You have obviously never seen provisional liquidators or policemen with warrants in action. There are lots of ways an organisation like Wikimedia Foundation could be shut down a lot faster than overnight. Hopefully none of them will happen :)
Tip for imagination: Policeman with warrant walks in, says "This place is shutting down in the next five minutes, and those servers over there are coming with me".
This might be a violation of WP:BEANS, but...
If that happened, this would be my understanding of the fallback plan:
#A quick topic change on #wikipedia (and #wikipedia-overflow ), along with a post by one of the Foundation members (unless the policeman also had a gag order, which is possible) #A massive influx of people to http://wikiinfo.org (or whatever it's called - the fork run by one of our Arbitrators) #Various wiki pages set up there to discuss new hosting, funding, etc.
#wikipedia could not be taken down unless the policeman was able to get a warrant to take down the entire freenode network, which would set up such massive shock waves that the removal of Wikipedia would be a small thing - freenode hosts a *lot* of projects.
While it might be possible to do a coordinated takedown of the main editable forks of Wikipedia, this would be considerably more trouble.

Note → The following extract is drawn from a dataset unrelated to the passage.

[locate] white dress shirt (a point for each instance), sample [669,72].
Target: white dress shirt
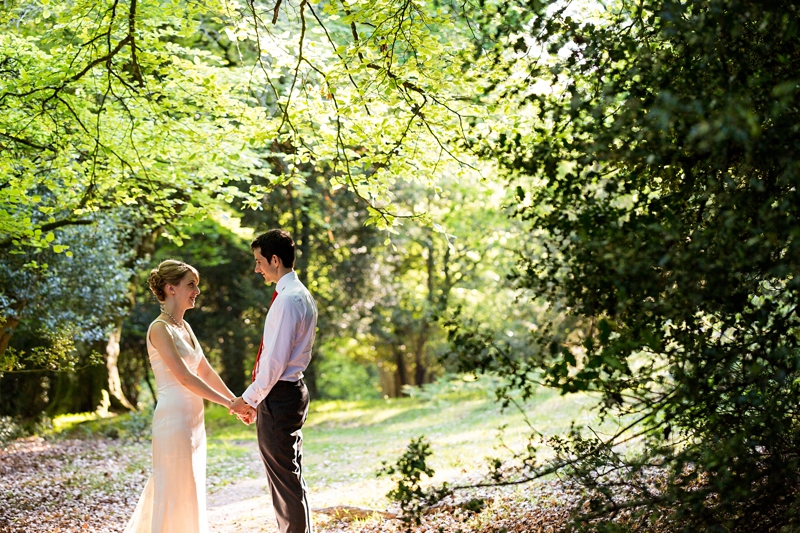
[289,332]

Also, don't we have database master replication across international borders, specifically, for the toolserver? If we're replicating the database from Florida to Germany, even if the servers in St. Petersberg were taken down, wouldn't the toolserver still work? And as some of our admins are not residents of the USA, couldn't they still work with the remaining servers to reconstruct a non-US based system? Or are we considering Interpol's involvement, and a coordinated set of policemen in multiple countries?